Reino das Torres Azuis
- António Vilhena
- 5 de fev.
- 3 min de leitura

Reino das Torres Azuis
No reino das Torres Azuis as florestas eram visíveis e o tom verde contrastava com o azul e branco das casas baixas banhadas pelos raios solares que teimavam em infundir respeito penetrando através das nuvens de cor indefinida, o que intrigava os moradores.
Os forasteiros eram raros e tão logo chegassem tinham invariavelmente sua vida pesquisada, revirada de ponta cabeça.
Seu rei, Amílcar Péroba não era nem velho nem novo, nem gordo nem magro. Estatura e porte eram condizentes com quem tenha tido uma infância sem tropeços nem desgostos apesar de árdua já que os exercícios físicos ocupavam parte do tempo. A outra era com leituras e aprimoramentos pois estava próximo o tempo de sentar no velho e carcomido trono. Desposou, a que ele achava ser a mais bela das plebeias – Mafalda, acontecimento inédito por lá, e segundo a lenda, teria sido esse um dos motivos para seu constante mau humor, olhar soberbo e implacável nas decisões.

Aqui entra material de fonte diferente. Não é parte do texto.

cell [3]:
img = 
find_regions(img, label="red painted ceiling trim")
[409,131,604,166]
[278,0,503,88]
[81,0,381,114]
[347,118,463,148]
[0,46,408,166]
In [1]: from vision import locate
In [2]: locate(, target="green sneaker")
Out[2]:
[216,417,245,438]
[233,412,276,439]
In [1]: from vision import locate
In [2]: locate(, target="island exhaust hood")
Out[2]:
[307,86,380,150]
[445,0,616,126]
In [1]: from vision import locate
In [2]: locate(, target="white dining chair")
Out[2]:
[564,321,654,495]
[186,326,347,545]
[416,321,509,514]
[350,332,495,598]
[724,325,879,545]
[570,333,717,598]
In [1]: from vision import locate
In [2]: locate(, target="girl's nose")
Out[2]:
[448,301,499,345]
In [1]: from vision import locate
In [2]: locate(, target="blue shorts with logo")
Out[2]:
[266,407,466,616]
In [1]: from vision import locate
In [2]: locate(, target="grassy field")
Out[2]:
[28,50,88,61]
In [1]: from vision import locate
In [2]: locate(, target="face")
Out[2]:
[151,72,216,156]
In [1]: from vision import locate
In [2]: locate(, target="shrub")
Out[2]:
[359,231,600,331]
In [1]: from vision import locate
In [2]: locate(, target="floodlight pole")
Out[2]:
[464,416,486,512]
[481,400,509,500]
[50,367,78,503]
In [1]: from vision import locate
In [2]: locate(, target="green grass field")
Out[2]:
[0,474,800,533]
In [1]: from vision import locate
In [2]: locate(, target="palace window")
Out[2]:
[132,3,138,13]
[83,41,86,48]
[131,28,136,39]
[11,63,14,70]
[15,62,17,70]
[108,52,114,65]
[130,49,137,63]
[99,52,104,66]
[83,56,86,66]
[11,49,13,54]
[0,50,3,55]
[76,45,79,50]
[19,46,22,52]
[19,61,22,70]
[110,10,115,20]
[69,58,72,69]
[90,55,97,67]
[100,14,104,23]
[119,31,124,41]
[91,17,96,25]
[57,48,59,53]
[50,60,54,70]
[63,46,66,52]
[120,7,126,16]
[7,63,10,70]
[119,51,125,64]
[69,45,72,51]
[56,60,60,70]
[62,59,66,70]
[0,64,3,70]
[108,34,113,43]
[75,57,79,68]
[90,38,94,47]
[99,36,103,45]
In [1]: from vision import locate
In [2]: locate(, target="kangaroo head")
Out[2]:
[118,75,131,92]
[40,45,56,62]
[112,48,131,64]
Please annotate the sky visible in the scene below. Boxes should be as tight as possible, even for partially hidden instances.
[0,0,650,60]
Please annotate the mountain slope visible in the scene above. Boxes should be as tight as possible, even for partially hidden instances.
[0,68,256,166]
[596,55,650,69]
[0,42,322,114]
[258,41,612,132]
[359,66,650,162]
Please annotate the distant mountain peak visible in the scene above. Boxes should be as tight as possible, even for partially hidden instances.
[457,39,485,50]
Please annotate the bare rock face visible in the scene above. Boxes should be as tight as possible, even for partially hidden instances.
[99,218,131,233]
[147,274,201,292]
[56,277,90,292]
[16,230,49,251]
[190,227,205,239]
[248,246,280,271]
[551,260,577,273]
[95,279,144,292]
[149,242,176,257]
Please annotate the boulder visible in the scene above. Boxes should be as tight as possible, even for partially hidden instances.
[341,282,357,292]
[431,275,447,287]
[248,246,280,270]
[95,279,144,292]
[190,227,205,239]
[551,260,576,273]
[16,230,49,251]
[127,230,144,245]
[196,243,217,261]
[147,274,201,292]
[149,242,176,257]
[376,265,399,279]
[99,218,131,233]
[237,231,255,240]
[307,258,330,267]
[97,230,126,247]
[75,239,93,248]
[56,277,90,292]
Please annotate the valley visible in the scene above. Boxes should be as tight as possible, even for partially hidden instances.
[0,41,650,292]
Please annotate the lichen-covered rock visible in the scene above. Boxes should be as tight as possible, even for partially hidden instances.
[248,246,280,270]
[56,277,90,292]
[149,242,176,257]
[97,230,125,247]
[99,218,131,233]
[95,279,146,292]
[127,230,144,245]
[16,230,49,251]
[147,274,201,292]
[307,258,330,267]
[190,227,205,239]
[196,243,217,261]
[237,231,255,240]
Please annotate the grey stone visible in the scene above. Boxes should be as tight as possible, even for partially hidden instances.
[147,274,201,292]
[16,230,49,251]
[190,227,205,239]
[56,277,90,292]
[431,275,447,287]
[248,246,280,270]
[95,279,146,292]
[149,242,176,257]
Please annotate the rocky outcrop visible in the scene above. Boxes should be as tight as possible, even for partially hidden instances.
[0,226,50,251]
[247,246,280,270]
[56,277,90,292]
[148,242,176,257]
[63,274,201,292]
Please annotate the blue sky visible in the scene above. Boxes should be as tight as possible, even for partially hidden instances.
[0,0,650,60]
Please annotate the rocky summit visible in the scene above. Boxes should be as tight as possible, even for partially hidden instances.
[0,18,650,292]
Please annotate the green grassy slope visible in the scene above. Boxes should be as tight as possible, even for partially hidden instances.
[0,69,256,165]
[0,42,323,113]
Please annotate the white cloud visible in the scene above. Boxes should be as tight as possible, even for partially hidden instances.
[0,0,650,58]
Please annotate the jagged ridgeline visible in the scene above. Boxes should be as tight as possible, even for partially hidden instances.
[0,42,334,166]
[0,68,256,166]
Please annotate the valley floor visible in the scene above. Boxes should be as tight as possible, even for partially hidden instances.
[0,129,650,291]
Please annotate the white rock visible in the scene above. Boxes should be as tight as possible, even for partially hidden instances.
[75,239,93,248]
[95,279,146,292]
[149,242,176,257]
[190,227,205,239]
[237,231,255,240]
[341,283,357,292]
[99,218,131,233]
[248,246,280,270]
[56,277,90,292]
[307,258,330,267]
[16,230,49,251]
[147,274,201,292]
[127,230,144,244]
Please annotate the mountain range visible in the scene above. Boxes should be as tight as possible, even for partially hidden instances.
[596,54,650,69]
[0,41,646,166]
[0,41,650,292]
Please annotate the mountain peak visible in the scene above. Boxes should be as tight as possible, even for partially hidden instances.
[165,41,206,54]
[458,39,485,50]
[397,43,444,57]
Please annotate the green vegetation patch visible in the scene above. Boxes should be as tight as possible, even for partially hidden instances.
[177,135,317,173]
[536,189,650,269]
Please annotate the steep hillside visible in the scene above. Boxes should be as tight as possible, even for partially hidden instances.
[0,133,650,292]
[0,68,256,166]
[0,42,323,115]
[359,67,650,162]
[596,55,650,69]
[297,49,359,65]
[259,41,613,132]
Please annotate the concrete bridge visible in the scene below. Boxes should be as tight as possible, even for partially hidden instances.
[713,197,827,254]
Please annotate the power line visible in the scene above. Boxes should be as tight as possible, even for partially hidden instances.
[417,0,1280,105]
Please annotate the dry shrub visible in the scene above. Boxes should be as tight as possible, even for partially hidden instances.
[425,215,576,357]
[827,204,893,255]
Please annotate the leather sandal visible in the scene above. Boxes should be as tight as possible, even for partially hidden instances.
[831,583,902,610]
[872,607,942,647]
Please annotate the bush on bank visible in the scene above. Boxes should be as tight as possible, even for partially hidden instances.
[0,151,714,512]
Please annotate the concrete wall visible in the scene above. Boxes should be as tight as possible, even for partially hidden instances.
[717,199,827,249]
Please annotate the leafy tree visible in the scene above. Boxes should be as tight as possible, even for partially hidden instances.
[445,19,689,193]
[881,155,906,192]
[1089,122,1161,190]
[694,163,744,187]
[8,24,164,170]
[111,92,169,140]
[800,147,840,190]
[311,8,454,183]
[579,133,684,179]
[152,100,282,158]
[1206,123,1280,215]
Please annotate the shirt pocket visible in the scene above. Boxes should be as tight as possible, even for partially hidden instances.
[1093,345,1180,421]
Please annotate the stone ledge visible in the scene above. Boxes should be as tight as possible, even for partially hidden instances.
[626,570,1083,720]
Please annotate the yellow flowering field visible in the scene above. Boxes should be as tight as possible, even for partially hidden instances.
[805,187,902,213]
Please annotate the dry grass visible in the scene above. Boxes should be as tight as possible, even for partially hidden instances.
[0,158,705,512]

Acreditava que todo súdito morador ou não (o viajante ao passar a linha divisória virava de imediato súdito) devia ter seu nome anotado recebendo um número já que, para facilidade de controle, atendimentos e possíveis audiências com ou sem benesses o arauto teria seu trabalho facilitado já que eram dispensadas as informações sobre sexo, beleza, idade, cor, religião – apenas um número.
Aliás, acreditava em muitas outras coisas – umas que guardava para si e outras informava a seus conselheiros com as devidas anotações: cumpra-se! E ai de quem desrespeitasse tal comunicado decisório.
Nas poucas audiências concedidas não se impressionava nem com os solicitantes e muito menos ainda com os assuntos. Mesmo sendo um regime absolutista, fazia questão de que nelas (as audiências) estivesse presente um ou mais membros da realeza, fato que ocasionava rumores e mexericos inclusive de alcova já que uns e outros, se pudessem, se gladiariam pelo privilégio – assim pensavam e diziam mesmo que à boca pequena.
Na verdade, a corte era movida pelas futricas que tinham sua amplitude aumentada sempre que mais de um cortesão ou conselheiro se encontravam o que invariavelmente acontecia por ocasião das refeições que tinham hora para iniciar, mas nunca se sabia quando terminavam.
As relações com os outros reinos não eram boas nem más, alterando-se de acordo com os interesses da realeza que mantinha uma via aberta a solicitações e ou sugestões. Os mais destemidos até diziam que essa era uma maneira sutil de mostrar de que “em nosso reino tudo é transparente já que meus interesses (do rei) são os dos súditos”.
Nos anos de colheita farta, graças ao bom Deus a quem se deve obedecer e seguir, as vicissitudes do cotidiano eram amenizadas pelos festejos convocados e proclamados, enviando-se arautos com as boas novas aos reinos vizinhos.
Por mais distantes que fossem os povoados todos ficavam sabendo ainda mais que estradas eram limpas, árvores podadas, vasos e canteiros reformados, fontes com novas roldanas, até substituição de lajotas desgastadas pelo constante pisoteado de ferraduras, novas e gastas, mas feitas dentro dos muros.
A azáfama era contagiante e todos participavam: escovar cavalos, lustrar lanternas, recolher palhas, esconder lágrimas, mostrar sorrisos mesmo que isso significasse parecer mais velho (alguns dentes já haviam caído), arrumar trajes e travessas, dar vida a flautas e tambores como a alaúdes e vielas de roda.
Notavam-se também, nessas ocasiões, mudanças nos palácios e casarios senhoriais, onde o entrar e sair era mais vistoso e menos arrogante numa demonstração de contentamento e felicidade para que ao olhar dos mais distraídos ou menos convictos (a convicção tinha vários vieses, mas dependendo das circunstâncias era guardada a sete chaves) pudesse ser transmitido de que todos os mandatários – independente o grau, tudo faziam pelo engrandecimento do reino – das classes mais humildes às mais abastadas.
Eram dias diferentes. As preocupações pareciam estar hibernadas e amortecidas pelos encantos dos desejos. Havia que se festejar e para tal também a comida e bebida tinha que ser farta. Aves – vários tipos, peças de caça, vinho e cerveja eram disponibilizados de forma a que iguais fossem assim vistos e notados. As boas graças apregoadas por menestréis regiamente recompensados bem diziam com Salve, Salve Amílcar Péroba e nossa (sua) rainha Mafalda.
Mas quando tudo passava e o sonho sonhado dispersava por entre nuvens incolores, o que se via nada mais era que gentes tentando se encontrar e viver no Reino das Torres Azuis ou em qualquer outro lugar.